Jaime Nogueira Pinto, num dos excelentes podcasts em que participa, Radicais Livres e Conversas à Quinta, referindo-se ao fim da URSS, acrescenta um ponto que merece ser destacado. Segundo ele, mesmo com a baixa de preço do petróleo orquestrada pelos EUA e pelos sauditas nos anos 80, que conseguiu abalar irremediavelmente as finanças soviéticas, o que realmente desencadeou o seu colapso foi o fim do medo. A abertura do sistema iniciada pela Glasnost e seguida pela Perestroika levou ao fim do medo e, esse sim, era o cimento do regime.

A mais alta nomenclatura do PC Chinês sabe isso e não abre a mão do controlo férreo sobre os eventuais dissidentes. Alguns alertas sobre a solidez da economia do Sr. Xi Jinping mostram que o capitalismo de estado não está livre de erros nem das respectivas correcções, e correcções significam sempre crises. Mas, como disse acima, os donos da China sabem que mais importante que do manter o crescimento económico a um ritmo regular, o que precisam mesmo é de mostrar aos espíritos rebeldes, àqueles que aspiram a uma “liberdade” diferente, que se não seguirem ordeiramente dentro dos curros colocados pelo PCC, então têm tudo a perder. Os casos do desaparecimento temporário do empresário Jack Ma, ou mais recentemente da tenista Peng Shuai, são bem exemplificativos da forma como o regime chinês lida com quem internamente o afronte ou pense estar fora da sua alçada.

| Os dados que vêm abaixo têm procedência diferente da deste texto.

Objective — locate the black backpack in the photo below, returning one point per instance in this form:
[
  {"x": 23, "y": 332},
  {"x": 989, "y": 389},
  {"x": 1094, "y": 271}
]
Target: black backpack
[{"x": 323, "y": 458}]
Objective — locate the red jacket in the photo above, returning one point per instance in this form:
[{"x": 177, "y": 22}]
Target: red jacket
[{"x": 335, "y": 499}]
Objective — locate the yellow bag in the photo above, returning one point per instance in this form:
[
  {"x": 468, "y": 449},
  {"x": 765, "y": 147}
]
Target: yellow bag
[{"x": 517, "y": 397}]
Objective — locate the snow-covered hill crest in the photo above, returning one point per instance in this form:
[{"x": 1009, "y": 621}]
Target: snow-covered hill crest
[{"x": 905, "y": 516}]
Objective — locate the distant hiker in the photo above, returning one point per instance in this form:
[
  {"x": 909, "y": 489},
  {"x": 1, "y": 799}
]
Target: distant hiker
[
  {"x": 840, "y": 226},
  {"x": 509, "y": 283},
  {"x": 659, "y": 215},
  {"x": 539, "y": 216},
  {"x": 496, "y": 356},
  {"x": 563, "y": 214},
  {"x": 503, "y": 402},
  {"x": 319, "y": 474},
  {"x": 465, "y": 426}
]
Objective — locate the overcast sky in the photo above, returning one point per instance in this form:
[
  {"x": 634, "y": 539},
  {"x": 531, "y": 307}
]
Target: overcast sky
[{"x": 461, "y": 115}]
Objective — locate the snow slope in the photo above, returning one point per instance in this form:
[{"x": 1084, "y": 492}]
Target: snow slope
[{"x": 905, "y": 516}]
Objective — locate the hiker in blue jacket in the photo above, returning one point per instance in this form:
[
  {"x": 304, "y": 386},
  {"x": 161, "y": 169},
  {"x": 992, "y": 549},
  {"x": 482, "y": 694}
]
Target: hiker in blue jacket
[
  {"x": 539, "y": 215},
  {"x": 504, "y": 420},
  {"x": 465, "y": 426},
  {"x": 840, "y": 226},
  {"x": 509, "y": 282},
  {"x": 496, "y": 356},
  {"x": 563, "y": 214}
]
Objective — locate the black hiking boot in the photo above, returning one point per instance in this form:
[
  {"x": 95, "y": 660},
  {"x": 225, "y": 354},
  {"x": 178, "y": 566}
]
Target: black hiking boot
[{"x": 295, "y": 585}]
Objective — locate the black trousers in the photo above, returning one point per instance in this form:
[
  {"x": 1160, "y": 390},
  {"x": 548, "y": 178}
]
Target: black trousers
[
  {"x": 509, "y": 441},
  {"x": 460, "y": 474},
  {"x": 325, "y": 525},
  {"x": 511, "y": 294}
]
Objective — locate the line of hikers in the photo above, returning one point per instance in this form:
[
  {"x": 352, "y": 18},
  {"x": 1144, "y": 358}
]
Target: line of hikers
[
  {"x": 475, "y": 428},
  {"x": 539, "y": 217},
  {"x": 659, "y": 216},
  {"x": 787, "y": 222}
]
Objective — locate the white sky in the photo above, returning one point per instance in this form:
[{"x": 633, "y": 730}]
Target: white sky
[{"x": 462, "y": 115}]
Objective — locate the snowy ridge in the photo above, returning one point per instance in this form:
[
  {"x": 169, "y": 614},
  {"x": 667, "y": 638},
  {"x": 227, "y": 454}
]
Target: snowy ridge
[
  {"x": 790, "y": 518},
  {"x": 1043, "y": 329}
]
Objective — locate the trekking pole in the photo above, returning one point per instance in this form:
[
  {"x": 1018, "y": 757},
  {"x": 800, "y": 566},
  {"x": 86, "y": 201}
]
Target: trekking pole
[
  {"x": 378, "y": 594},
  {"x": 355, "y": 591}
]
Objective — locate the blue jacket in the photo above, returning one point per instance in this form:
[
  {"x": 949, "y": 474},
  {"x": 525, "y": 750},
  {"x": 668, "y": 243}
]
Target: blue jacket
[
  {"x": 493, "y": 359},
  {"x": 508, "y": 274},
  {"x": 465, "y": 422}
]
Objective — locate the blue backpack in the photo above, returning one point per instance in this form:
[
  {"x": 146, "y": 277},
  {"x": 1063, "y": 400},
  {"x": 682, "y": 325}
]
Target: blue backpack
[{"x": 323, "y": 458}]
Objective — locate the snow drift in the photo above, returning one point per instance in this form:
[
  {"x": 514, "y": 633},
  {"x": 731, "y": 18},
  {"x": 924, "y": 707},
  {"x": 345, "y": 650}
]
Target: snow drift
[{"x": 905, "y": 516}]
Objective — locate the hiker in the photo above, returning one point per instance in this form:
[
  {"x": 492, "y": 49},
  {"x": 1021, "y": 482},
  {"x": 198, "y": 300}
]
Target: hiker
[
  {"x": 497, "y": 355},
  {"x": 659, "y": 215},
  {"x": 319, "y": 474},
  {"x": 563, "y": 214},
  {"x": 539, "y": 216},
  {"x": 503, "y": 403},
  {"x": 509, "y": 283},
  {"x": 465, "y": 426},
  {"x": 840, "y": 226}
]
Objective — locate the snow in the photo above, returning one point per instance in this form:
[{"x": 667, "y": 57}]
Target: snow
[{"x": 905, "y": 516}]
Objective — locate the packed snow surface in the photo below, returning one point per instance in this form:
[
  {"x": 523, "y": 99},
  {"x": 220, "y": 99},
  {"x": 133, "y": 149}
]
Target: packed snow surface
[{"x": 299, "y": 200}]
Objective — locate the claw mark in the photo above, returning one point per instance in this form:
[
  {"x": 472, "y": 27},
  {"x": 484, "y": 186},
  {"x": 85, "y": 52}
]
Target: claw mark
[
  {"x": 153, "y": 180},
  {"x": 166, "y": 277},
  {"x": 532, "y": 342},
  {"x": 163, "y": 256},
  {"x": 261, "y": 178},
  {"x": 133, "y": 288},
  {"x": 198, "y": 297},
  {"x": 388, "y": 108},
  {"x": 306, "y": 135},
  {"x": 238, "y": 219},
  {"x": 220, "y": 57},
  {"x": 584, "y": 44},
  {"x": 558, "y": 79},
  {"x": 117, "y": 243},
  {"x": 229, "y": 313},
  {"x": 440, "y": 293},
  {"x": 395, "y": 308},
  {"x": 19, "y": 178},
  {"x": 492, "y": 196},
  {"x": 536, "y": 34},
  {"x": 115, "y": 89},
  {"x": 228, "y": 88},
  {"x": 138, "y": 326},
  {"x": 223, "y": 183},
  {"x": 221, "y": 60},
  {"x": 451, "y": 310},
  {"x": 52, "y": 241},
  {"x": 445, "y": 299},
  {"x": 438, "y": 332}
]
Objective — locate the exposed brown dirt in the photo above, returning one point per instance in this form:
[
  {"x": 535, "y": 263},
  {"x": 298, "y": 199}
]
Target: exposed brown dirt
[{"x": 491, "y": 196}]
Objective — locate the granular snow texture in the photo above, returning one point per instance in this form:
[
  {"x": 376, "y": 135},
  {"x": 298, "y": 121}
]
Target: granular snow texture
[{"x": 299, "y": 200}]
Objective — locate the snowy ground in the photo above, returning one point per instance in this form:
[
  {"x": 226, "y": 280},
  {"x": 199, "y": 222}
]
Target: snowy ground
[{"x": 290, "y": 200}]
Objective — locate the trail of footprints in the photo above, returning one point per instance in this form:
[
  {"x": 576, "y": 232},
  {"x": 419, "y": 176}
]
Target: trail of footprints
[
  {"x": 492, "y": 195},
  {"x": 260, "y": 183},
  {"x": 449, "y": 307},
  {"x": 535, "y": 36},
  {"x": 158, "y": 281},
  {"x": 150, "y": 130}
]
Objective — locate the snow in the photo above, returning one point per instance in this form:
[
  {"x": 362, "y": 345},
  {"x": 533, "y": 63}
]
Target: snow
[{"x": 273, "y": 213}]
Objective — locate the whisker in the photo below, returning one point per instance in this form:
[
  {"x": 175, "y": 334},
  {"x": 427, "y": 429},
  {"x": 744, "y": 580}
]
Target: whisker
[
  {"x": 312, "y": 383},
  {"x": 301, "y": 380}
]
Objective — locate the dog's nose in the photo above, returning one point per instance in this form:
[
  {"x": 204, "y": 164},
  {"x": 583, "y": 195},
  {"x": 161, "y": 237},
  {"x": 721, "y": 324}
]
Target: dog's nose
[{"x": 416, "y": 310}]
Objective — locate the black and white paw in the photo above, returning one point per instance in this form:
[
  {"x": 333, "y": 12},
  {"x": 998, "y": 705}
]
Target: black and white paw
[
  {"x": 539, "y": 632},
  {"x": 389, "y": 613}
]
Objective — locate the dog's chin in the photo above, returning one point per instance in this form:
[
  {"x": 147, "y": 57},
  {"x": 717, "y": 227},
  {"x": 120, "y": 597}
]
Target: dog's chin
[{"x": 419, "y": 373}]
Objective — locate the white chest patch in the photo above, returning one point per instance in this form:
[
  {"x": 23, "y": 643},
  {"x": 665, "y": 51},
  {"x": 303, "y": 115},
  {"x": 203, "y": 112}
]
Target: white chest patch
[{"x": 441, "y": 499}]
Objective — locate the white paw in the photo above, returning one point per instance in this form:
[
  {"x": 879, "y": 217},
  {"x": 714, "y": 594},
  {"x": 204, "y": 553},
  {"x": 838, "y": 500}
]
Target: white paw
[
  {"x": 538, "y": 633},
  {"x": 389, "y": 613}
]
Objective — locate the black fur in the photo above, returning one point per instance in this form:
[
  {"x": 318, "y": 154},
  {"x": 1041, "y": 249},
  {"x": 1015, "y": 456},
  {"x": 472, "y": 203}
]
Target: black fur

Não podemos esquecer também a forma como a minoria uígure é tratada. Apesar das poucas informações que conseguem cruzar a fronteira, o que sabemos é suficiente para a podermos designar como sendo o Gulag comunista do sec. XXI.

Tudo isto para enquadrar a questão que dá título ao postal. Do confronto entre os regimes liberais e o comunismo soviético, já sabemos o resultado. Qual será então o desenlace da competição estratégica em curso? Estará o mundo livre condenado a recuar naquilo que o define e, pouco a pouco, a aceitar o escrutínio de pensamentos idêntico ao do regime do Sr. Xi Jinping, ou poderão de facto todos os seres humanos aspirar a decidir sobre as suas vidas, a exprimir-se livremente e até a criticar os seus líderes se assim o entenderem?

Passarão muitos anos até que esta questão possa ser respondida, talvez tantos que muitos de nós não assistirão a esse dia. O trajecto até lá não será rectilíneo, mas não duvido que a aspiração pela liberdade é algo partilhado por todos os seres humanos, onde os chineses estão obviamente incluídos. Por isso, o comunismo voltará a ser derrotado.